To my mother,
I wish I could take back every hurtful word I ever said to you.
I wish I could remove every scar of yours, physical and emotional, that were inflicted by me and because of me.
I wish I could bring back the smile that used to grace your features in the days before I let the demons take over my soul.
I wish I could replace the dead and dying stars in your eyes, forever burnt out by the toxic poison expelled in my breath.
I wish that you didn’t feel like a failure when you look at me; you say you are proud of me, but it’s written on your face: “Try harder.”
I wish I could easily apologize for all the times I spoke at you with disdain in my tone, for all the times I walked away leaving you in pain.
I wish I could hug you tightly and glue together every little piece of your broken heart that I hold in my own.
I wish I could go back in time and open the door to my soul for you.

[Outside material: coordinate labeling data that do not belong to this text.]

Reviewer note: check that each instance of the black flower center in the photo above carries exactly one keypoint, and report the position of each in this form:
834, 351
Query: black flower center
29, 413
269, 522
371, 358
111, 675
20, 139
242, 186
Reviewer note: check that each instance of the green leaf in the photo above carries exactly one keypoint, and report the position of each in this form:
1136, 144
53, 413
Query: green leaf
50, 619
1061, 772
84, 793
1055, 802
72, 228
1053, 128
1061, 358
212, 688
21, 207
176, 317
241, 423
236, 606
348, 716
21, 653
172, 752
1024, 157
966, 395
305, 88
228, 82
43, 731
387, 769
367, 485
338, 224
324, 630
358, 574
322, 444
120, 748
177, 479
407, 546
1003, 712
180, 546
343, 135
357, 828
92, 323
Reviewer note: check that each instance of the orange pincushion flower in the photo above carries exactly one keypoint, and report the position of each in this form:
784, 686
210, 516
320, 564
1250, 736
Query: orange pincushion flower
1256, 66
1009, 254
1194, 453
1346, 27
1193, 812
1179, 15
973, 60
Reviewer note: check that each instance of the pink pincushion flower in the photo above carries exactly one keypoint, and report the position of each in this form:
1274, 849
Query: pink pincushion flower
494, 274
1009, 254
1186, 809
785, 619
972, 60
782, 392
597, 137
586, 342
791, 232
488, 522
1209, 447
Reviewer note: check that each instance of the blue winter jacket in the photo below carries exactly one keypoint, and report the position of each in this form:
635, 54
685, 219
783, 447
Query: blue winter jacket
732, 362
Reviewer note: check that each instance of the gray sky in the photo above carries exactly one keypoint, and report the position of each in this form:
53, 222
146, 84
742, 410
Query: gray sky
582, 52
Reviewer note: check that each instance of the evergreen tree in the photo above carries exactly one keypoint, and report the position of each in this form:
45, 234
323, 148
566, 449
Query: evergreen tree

Mum, I wish I could go back to when I was 10 and hurting so bad, and not close myself off for the next thirteen years. If only I had dealt with my pain, I could have saved yours.
To my mother,
I’m sorry I may not have been the courteous, loving child you wanted. I’m sorry I broke your heart as many times as I’ve broken my own.
I’m sorry that I couldn’t love you while I didn’t love myself.
But I did love you.
I do love you. And I’m learning to love myself.